A Shanklin beach has become the latest place where 100 Islanders have been trained with lifesaving skills.
The Isle of Wight Ambulance service is running the 100-4-1 project, which aims to train 100 people in lifesaving, in one area.
Mari Griffiths owns the Salix Cafe and says she wanted increased facilities on Small Hope Beach, which prompted her to apply for a defibrillator. It is now available for anyone to use, 24 hours a day, and specially trained first-aiders have also been given extra confidence to use the kit.

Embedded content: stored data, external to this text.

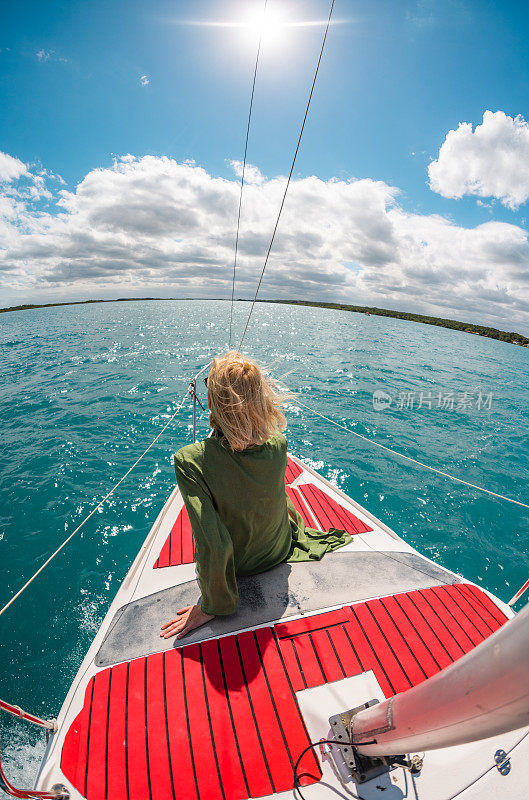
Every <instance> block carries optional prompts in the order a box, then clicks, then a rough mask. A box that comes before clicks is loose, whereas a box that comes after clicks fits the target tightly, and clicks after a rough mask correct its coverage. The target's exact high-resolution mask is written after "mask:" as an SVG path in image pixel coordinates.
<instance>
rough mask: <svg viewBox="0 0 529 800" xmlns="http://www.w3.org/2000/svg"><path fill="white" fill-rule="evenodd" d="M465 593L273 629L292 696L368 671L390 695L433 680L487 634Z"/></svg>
mask: <svg viewBox="0 0 529 800" xmlns="http://www.w3.org/2000/svg"><path fill="white" fill-rule="evenodd" d="M467 588H468V587H465V585H461V584H454V585H449V586H444V587H436V588H435V591H433V590H432V589H422V590H417V591H413V592H408V593H402V594H398V595H394V596H391V597H385V598H382V599H381V600H369V601H367V602H364V603H356V604H355V605H354V606H352V607H344V608H342V609H338V610H337V611H331V612H328V613H325V614H315V615H313V616H311V617H306V618H302V619H298V620H294V621H292V622H282V623H279V624H277V625H276V626H275V632H276V635H277V636H278V640H279V644H280V647H281V652H282V654H283V659H284V662H285V666H286V669H287V671H288V672H289V675H290V678H291V681H292V683H293V685H294V686H295V687H296V691H299V690H300V689H303V688H307V686H309V687H312V686H317V685H320V684H322V683H324V682H325V681H333V680H339V679H340V678H341V677H343V676H344V675H345V676H347V677H350V676H353V675H357V674H359V673H360V672H362V671H365V670H369V669H372V670H373V671H374V673H375V675H376V677H377V680H378V681H379V683H380V686H381V688H382V690H383V691H384V694H385V695H386V696H390V695H392V694H394V693H395V692H396V691H405V690H406V689H407V688H409V687H410V686H415V685H417V684H418V683H420V682H422V681H423V680H425V679H426V678H427V677H430V676H431V675H434V674H435V673H436V672H438V671H439V670H440V669H442V668H444V667H446V666H448V665H449V664H451V663H452V662H453V661H455V660H456V659H458V658H460V657H461V656H462V655H463V651H464V650H465V649H466V650H468V649H470V647H473V646H474V645H476V644H479V642H480V641H482V640H483V639H484V638H486V636H488V635H490V633H491V632H492V630H491V629H490V628H487V627H486V626H485V625H484V623H483V620H482V619H481V617H480V616H479V613H484V606H483V605H481V595H482V592H480V590H477V594H475V595H474V594H472V595H469V596H471V597H472V598H474V599H475V603H476V605H475V606H472V605H470V604H469V603H468V602H466V599H467V594H468V592H467ZM440 597H442V598H443V602H441V601H440V599H439V598H440ZM491 602H492V601H491ZM465 630H468V631H469V632H472V641H471V640H470V639H469V637H468V635H467V634H466V633H465ZM325 634H326V635H327V637H328V639H330V642H327V641H326V640H325V638H324V635H325ZM458 639H459V640H462V642H461V644H459V643H458V641H456V640H458ZM329 644H330V646H331V648H332V652H331V650H329V646H328V645H329Z"/></svg>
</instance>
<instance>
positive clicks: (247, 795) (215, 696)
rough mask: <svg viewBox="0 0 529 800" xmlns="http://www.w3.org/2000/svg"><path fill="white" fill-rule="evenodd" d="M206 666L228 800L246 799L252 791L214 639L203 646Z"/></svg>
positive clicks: (206, 684)
mask: <svg viewBox="0 0 529 800" xmlns="http://www.w3.org/2000/svg"><path fill="white" fill-rule="evenodd" d="M200 647H201V651H202V663H203V664H204V685H205V693H206V696H207V698H208V709H209V717H210V721H211V731H212V735H213V740H214V742H215V750H216V752H217V759H218V761H219V763H220V764H222V782H223V785H224V790H225V793H226V796H227V797H230V798H233V800H239V798H246V797H249V795H250V790H249V787H248V784H247V782H246V778H245V775H244V770H243V765H242V760H241V755H240V750H239V744H238V742H237V739H236V738H235V735H234V732H233V721H232V718H231V713H230V707H229V703H228V698H227V696H226V690H225V683H224V677H223V673H222V664H221V661H220V650H219V643H218V641H216V640H215V639H210V640H209V641H207V642H203V644H201V646H200Z"/></svg>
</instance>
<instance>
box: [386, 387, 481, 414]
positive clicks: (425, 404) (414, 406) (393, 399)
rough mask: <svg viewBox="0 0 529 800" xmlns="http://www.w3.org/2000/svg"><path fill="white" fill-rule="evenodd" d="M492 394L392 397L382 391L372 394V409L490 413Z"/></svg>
mask: <svg viewBox="0 0 529 800" xmlns="http://www.w3.org/2000/svg"><path fill="white" fill-rule="evenodd" d="M492 401H493V394H492V392H482V391H475V392H470V391H468V390H466V389H465V390H464V391H461V392H456V391H453V390H446V391H445V390H440V391H437V392H432V391H431V390H428V391H418V390H416V389H415V390H405V391H400V392H398V394H397V395H395V396H392V395H391V394H389V393H388V392H386V391H385V390H383V389H375V391H374V392H373V409H374V410H375V411H385V410H386V409H388V408H389V407H390V406H393V408H395V409H397V410H400V411H402V410H404V409H406V410H407V411H414V410H418V409H421V408H423V409H427V410H428V411H430V410H432V409H442V410H444V411H490V410H491V408H492Z"/></svg>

The 100-4-1-Life campaign initiative was founded by Gordon Wight of Brading Haven Yacht Club (BHYC), who organised the first event that led to the successful training of 110 people by the Ambulance Training and Community Response Services (ATCoRS).
A defibrillator is a portable device that can be used by a member of a public in the event of cardiac arrest. A cardiac arrest is when a casualty becomes unconscious and is not breathing normally because the heart has stopped pumping oxygenated blood around the body.
A defibrillator will analyse a casualty’s heart rhythm and shock them if needed. For every minute that passes without defibrillation and Cardio-Pulmonary Resuscitation (CPR), chances of survival decrease by around ten per cent. In the event of a cardiac arrest the rescuer must dial 999 for the Ambulance Service who will make the caller aware of their nearest defibrillator.